Don’t Break. Bend.

“The oak that resists the wind loses its branches one by one, and with nothing left to protect it, the trunk finally snaps. The oak that bends lives longer, its trunk growing wider, its roots deeper and more tenacious.”

Robert Greene – “The 48 Laws of Power”

You feel pretty good one day. Sticking out your tongue, you notice that life tastes just that little bit sweeter than you recall. The next day, sweeter still. Maybe you coast at this fresh altitude for two or three more days before BAM! You’re back down again, even lower this time than you remember being in the first place.

Nod along if that ever happens to you.

I go through it all the time. And it never stops sucking. In fact, it happened to me yesterday. Almost a week of noticing myself in a slightly elevated mood with each passing day, and then as if on cue, it all just vanished. Where to? For how long?

The annoying thing is that I don’t know. The more important thing is that I don’t give a shit. I’ve taught myself not to care about it. Moods come. Moods go. The more I try to stay out of their way, the less they seem to mess with me.

It’s not that I enjoy feeling crap, or worthless, or demotivated. No, no – it feels just as horrible as it sounds. But – and this could just be the perks of being a seasoned traveller between these ups and downs – I’ve slowly pieced together a way to be okay either way. It’d be a huge stretch to say that I feel good about feeling bad, but I at least know how to feel less bad about it.

You see, I’m not that unusual – I feel good when I get things done. But for most of my life, I knew about only one source of fuel – my feelings. And if I was having a good day, then that worked just fine. I breezed through things. I felt like I was on fire. But I suppose you’ve already guessed what happened the moment I felt anything less than supremely motivated, haven’t you? I got bugger all done and felt even worse.

When that happened enough times, I began to wonder which was worse: was it my original low mood, or was it the way that my reaction to it would make me spiral? Because I couldn’t see any difference, as far as I was concerned, between the way I felt and the kind of day I had and the things I managed to get done.

But the truth I came to – one that took years to glimpse, I should add – is that one thing doesn’t have to equal the other, and in fact, believing that it does is the real problem. Feeling like a worthless turd is one thing. And it’s horrible. And I wish nobody ever had to go through feeling like that. But deciding to let that feeling define your day, or your week, or your month? Well, that’s a completely separate issue. And what’s more… it’s a choice. Your choice.

The big thing with feeling depressed – whether for a day or a year – is that you don’t feel much like doing anything. Either you can’t see the point, or even when you can, you feel as though your insides are physically stopping you from taking any action. This presents quite a problem, because, in life, you have to do certain things, however you feel.

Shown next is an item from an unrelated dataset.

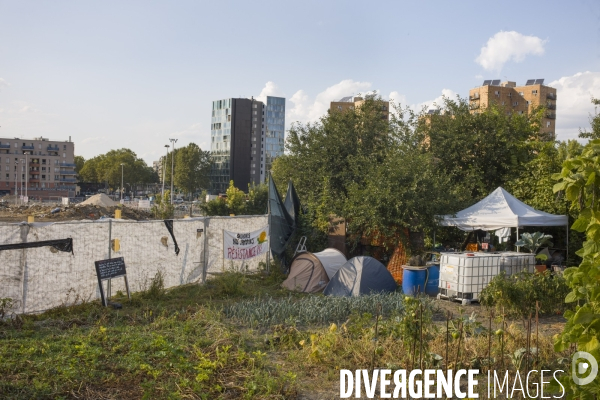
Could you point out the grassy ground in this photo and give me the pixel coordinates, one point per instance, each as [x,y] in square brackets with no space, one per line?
[227,339]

Well, the question that finally worked on me was this: “What would I do with my day if I knew for sure I was going to feel terrible?”

And that question led to drastically revise what I expected of myself. Because it all comes down to expectations. I didn’t realise it, but I’d been designing my life around being at my best 24/7 – always firing on all of the cylinders all of the time. And the moment I wasn’t able to do that I was incredibly frustrated. Cue spiral.

But the problem wasn’t my moods. The ups and downs didn’t help, sure, but the real problem was my expectations. If you expect yourself to be at your best all the time, well then it’s just basic maths that you’re going to be disappointed most of the time. On the vast majority of your days, you are capable of performing at your average level. Some of the time you’re capable only of your worst. And an equal amount of time you’re capable of your best.

If I set the bar low enough that I can hit it on my worst days, do you know what happens? I hit it and no matter how depressed I am in general, I can at least feel good about that. Do you know what happens if I set the bar so high I can only hit it on my best days? I hate my life.

Even on your worst days, you’re capable of something. Measure yourself against this “something” and you’ll find that even your foulest moods lose their power to completely derail you.

Remember: There’s a very big difference between letting something slow you and down and letting something stop you.